The people of the West Kootenay have spoken and the federal Electoral Boundaries Commission has not listened.
The commission submitted its recommendations on Monday for reconfiguration of federal electoral boundaries in B.C.—allowing for six new districts while keeping population numbers equitable—and have ignored the overwhelming sentiment garnered from a commission tour of the region in October, says the B.C. Southern Interior’s member of Parliament.
Alex Atamanenko said the recommendation, that splits Trail and Castlegar off from Nelson, will hamper actual accessibility people would have to a member of Parliament, as well as the area’s ability to come together on common issues.
“The findings are contrary to what the overwhelming majority of people said at the hearings,” he explained. “People wanted our communities to stay together—Nelson, Trail and Castlegar—they did not listen to that.
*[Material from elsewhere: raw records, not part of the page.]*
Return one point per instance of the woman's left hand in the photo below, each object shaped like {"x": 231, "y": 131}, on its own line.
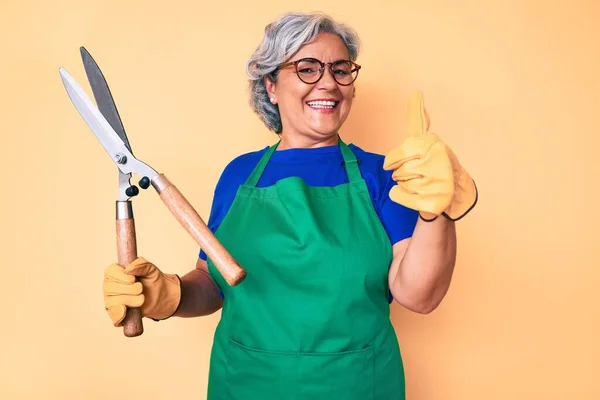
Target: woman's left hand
{"x": 429, "y": 176}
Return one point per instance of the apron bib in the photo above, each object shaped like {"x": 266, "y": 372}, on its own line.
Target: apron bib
{"x": 311, "y": 319}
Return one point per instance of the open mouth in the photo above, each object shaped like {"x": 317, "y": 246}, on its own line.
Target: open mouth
{"x": 322, "y": 104}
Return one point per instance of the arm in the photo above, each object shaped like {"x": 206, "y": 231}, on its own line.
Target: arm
{"x": 422, "y": 266}
{"x": 200, "y": 295}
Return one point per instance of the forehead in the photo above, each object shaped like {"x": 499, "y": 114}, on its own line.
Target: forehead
{"x": 326, "y": 47}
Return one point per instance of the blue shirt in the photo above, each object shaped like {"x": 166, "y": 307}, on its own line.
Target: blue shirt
{"x": 321, "y": 166}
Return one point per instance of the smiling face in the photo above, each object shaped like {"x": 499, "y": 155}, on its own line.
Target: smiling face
{"x": 312, "y": 114}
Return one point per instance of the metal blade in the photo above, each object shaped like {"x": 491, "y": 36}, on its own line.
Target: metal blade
{"x": 110, "y": 140}
{"x": 103, "y": 96}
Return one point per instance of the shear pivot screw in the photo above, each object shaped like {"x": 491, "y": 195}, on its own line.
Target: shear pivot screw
{"x": 145, "y": 183}
{"x": 132, "y": 191}
{"x": 121, "y": 158}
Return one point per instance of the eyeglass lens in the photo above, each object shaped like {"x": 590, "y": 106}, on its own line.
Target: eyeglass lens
{"x": 309, "y": 71}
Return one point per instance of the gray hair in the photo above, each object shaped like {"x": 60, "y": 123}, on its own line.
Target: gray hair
{"x": 283, "y": 38}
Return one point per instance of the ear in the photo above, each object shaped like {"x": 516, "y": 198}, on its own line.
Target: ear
{"x": 271, "y": 86}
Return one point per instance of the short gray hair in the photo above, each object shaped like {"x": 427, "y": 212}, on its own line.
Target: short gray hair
{"x": 282, "y": 38}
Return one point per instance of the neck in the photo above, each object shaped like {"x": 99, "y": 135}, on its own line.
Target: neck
{"x": 289, "y": 141}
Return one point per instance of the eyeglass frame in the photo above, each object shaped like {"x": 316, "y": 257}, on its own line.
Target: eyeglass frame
{"x": 357, "y": 68}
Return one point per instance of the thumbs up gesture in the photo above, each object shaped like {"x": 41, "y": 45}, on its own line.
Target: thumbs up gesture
{"x": 428, "y": 175}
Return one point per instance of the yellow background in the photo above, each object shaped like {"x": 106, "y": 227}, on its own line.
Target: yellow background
{"x": 512, "y": 86}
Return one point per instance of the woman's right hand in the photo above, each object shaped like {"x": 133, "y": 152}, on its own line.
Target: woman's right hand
{"x": 158, "y": 294}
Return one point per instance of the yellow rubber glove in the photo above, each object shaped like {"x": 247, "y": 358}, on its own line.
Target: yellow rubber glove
{"x": 158, "y": 294}
{"x": 429, "y": 176}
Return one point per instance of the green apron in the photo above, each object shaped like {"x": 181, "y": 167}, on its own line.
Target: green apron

They are basically going with the initial proposal that they had before, so it shows they weren’t really listening that well.”
The new boundaries will be studied by a House of Commons committee and the final realignment will be submitted in September
Although submissions encouraged the commission to keep Nelson, Castlegar and Trail in one electoral district, such a combination “would have resulted in an electoral district with numbers well above the electoral quota,” read the report from the commission.
As a result of the tour, the commission configured a new electoral district named South Okanagan, West Kootenay that includes Trail, Castlegar, Fruitvale and Montrose in its eastern region.
However, it will see Nelson, along with Kaslo, Salmo and Creston, join with the East Kootenay in the Kootenay Columbia riding and apart from Castlegar and Trail.
The central portion of the South Okanagan, West Kootenay district comprises the Kootenay Boundary area, and the western region incorporates Osoyoos, Oliver and Penticton.
In drafting its initial proposal, the commission was faced with the challenge of determining how to reconfigure the existing electoral district of Kootenay Columbia, which had a variance of 16 per cent below the electoral population quota.
Initially, the commission determined the only route of expansion was to the west and recommended crossing the Salmo-Creston (Kootenay Pass) and include the communities of Nelson, Salmo, Fruitvale and Montrose into the riding that now bounds the East Kootenay and Cranbrook, separating them from Trail, Rossland and Castlegar.
The commission has also recommended configuring a new electoral district named Central Okanagan, Similkameen, Nicola that contains Summerland, Keremeos, Princeton and adjacent areas. This electoral district includes Peachland, West Kelowna, and a portion of the City of Kelowna south of Harvey Avenue and adjacent to Okanagan Lake.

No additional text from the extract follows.